Faut-il s’attendre à d’autres cas en France, et peut-être à Monaco ?

La France, comme Monaco, sont des destinations touristiques importantes. Sur la Côte d’Azur et en région parisienne, énormément de touristes viennent de Chine. Il se pourrait donc qu’il y ait d’autres cas, car on est encore dans un “timing” possible en termes d’incubation et de diffusion du virus.

La stratégie de crise des autorités françaises est-elle suffisante et efficace face à ce nouveau coronavirus ?

Oui, elle est plutôt efficace et bien rodée. Grâce à une bonne coordination et une bonne organisation, les patients à risque sont très vite aiguillés vers des structures dédiées, avec un diagnostic qui est fait dans la foulée. C’est la clé : dans ce genre de situation, il faut être capable d’isoler très vite les gens pour éviter toute propagation du virus, et faire ensuite un diagnostic très rapidement.

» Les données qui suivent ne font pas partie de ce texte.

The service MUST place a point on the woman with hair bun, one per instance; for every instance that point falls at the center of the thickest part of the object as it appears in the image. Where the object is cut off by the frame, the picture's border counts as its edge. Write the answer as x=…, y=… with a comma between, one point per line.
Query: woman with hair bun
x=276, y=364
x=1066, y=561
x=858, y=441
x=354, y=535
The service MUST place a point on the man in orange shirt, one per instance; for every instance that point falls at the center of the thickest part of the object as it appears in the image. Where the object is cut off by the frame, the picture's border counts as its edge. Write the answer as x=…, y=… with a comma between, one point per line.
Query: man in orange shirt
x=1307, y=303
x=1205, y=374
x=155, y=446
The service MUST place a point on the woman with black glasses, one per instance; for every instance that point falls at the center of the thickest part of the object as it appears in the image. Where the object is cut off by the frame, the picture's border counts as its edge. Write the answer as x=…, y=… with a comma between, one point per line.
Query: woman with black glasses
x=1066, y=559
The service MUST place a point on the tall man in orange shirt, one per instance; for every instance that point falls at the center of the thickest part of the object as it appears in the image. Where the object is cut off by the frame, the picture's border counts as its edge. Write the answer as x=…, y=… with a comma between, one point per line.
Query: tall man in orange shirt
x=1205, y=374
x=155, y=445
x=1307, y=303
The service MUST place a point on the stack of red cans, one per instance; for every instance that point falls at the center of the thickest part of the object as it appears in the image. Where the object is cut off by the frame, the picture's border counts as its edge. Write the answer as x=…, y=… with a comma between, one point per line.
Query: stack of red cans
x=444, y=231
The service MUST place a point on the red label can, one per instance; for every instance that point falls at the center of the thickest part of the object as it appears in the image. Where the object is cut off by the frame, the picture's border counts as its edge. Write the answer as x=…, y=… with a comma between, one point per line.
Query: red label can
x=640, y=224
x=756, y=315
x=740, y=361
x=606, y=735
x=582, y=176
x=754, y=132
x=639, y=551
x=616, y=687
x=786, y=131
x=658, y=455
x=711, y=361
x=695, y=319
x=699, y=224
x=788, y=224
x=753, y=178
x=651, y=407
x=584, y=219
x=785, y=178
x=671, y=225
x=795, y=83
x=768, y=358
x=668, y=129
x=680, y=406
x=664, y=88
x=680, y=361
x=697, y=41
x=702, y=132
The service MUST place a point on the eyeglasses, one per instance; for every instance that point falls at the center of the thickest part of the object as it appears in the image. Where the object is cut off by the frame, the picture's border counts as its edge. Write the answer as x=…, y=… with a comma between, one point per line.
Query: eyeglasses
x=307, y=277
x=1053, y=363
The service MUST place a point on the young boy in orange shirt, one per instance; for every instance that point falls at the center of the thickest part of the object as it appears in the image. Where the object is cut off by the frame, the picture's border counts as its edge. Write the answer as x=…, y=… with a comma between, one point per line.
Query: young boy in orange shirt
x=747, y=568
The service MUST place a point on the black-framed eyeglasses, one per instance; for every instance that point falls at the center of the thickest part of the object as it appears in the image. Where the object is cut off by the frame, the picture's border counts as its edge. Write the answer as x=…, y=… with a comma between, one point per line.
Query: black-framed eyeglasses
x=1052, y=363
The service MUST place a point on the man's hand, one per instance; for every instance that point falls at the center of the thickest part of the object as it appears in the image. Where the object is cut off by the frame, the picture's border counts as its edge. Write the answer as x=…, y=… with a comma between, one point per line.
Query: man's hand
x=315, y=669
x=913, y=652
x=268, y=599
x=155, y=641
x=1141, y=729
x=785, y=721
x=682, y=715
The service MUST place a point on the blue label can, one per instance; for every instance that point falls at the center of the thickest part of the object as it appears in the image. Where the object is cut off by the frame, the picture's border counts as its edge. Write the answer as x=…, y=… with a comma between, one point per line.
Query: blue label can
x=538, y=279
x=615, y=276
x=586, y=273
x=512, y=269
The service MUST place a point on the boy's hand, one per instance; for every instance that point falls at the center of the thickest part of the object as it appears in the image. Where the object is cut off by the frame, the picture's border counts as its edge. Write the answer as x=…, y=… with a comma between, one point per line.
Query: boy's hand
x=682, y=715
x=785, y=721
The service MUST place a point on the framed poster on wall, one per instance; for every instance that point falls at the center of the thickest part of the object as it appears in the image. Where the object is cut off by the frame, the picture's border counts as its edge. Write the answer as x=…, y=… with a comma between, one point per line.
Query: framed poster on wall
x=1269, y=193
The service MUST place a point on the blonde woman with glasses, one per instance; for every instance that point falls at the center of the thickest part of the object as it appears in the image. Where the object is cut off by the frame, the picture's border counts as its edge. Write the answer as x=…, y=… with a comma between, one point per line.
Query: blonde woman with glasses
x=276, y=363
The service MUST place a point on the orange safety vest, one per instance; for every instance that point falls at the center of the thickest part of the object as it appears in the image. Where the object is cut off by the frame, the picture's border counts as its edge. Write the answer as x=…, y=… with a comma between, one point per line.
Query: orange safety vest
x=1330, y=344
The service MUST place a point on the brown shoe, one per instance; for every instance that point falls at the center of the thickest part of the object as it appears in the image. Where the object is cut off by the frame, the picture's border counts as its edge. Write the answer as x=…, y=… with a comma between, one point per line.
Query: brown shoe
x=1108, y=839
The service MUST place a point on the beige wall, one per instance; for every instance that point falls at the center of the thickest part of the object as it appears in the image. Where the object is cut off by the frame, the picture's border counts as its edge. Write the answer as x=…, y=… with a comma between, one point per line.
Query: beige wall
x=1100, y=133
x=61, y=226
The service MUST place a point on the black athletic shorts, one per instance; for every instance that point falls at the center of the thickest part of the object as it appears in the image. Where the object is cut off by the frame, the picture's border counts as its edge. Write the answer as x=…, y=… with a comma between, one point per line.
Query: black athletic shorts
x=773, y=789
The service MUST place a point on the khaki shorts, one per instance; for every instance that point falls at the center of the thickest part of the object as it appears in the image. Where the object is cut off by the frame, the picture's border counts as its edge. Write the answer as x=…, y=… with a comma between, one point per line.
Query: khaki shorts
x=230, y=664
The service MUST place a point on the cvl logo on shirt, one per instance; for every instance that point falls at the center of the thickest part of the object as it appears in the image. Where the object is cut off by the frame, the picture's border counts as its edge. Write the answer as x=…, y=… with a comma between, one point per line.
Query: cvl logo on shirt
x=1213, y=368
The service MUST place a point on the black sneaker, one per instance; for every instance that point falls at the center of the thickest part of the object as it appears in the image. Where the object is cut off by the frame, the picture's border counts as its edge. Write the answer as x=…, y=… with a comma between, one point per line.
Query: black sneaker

Avec des cas signalés dans plus de vingt pays, peut-on considérer que cette épidémie a pris à présent les proportions d’une urgence sanitaire mondiale ?

Aujourd’hui, d’un point de vue diffusion et nombre de pays touchés, on peut vraiment parler d’un cas d’urgence sanitaire international. Les chiffres plaident pour une épidémie large, mais on n’en est pas au stade de pandémie. Mais l’évolution est suivie de très près. Les mesures qui ont été prises en termes de restriction de transports aériens, de cordons sanitaires dans des villes en Chine, ont été mises en place pour réduire la diffusion de ce virus et contenir ce phénomène au stade d’épidémie.

Combien de temps peut durer cette épidémie et comment en venir à bout ?

Pour l’instant, il n’y a pas de réponse. Tout laisse à penser que ce coronavirus poursuive sa diffusion a minima pendant plusieurs semaines. Même si les mesures qui ont été prises vont considérablement réduire cette durée de diffusion.

Quels sont les conseils que vous pouvez donner face aux craintes que suscite ce coronavirus ?

Il faut garder en tête qu’on est en pleine épidémie de grippe. Les symptômes de la grippe sont très proches des symptômes des patients infectés par le coronavirus. Je recommande donc d’utiliser l’hygiène de prévention pour se protéger de la grippe, à commencer par le lavage des mains. Aujourd’hui, il n’y a pas de raison de s’affoler. Nous sommes dans des pays avec des systèmes de santé de grande qualité, avec un plan prêt à faire face à l’émergence de nouveaux pathogènes. Il n’y a donc pas lieu de s’inquiéter.

1) Cette interview a été réalisée le 3 février 2020.